India`s Ministry of Commerce and Industry has announced an
agreement with the EU to setting their dispute over the seizure of Indian
generic drugs in transit. The EU has agreed to adopt guidelines for its
customs officials preventing them from seizing medicines in transit unless they
have evidence that the goods will enter the European market, and would
therefore infringe patent rights in the EU. In return, “India will not
request the establishment of a dispute settlement panel at the WTO” as long as
the understanding is upheld.
The dispute was
instigated by a series of incidents where generic medicines being shipped from
India to Latin America and Africa through European ports were siezed by EU
customs officers, even though the goods were not meant to enter into European
markets. In response, India initiated a request for consultations at the World
Trade Organization (the first step in the process of a formal WTO
dispute). India`s complaint alleged that the seizures violated many
Articles of both TRIPS and the General Agreement on Tariffs and Trade
(GATT).
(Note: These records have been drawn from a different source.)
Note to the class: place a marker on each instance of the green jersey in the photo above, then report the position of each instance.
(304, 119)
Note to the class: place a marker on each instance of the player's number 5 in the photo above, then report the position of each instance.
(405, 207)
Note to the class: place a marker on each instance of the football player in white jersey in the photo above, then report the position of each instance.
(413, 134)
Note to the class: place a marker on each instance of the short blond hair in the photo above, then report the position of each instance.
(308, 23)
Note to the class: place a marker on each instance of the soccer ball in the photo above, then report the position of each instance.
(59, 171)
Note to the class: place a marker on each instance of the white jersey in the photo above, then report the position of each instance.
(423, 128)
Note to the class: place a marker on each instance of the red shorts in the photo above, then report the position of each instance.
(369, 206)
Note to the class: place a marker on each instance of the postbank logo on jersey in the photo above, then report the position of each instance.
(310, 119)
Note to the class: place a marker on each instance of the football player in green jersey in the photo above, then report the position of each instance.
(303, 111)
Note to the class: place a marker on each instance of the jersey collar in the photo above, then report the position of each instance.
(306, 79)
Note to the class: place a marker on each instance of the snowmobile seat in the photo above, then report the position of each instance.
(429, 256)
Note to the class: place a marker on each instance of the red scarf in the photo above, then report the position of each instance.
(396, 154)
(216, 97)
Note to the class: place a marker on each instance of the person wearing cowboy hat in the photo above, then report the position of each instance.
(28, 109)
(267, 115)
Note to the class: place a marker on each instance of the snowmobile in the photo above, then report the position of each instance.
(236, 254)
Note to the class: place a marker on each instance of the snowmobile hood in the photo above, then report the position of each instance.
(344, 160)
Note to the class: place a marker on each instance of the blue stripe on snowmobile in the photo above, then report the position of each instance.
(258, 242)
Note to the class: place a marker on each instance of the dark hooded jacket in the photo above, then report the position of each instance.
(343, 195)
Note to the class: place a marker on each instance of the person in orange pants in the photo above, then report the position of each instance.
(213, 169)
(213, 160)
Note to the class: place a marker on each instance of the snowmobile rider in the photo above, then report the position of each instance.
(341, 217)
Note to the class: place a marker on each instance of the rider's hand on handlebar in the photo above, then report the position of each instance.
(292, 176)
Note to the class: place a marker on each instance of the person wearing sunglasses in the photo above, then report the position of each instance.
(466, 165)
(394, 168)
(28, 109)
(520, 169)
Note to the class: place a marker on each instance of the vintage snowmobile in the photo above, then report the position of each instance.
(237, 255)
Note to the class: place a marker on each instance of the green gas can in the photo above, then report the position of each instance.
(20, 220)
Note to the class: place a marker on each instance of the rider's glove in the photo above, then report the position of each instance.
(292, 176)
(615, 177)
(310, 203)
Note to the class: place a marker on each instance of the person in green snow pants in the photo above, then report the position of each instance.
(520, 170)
The seizures violated TRIPS
Articles 41 and 42 because they “create barriers to legitimate trade,
permit abuse of the rights conferred on the owner of a patent, are unfair and
inequitable, unnecessarily burdensome and complicated and create unwarranted
delays.” They violate GATT Articles
2,3,4,5 and 7 because they “are unreasonable, discriminatory and interfere
with, and impose unnecessary delays and restrictions on, the freedom of transit
of generic drugs lawfully manufactured within, and exported from, India by the
routes most convenient for international transit.”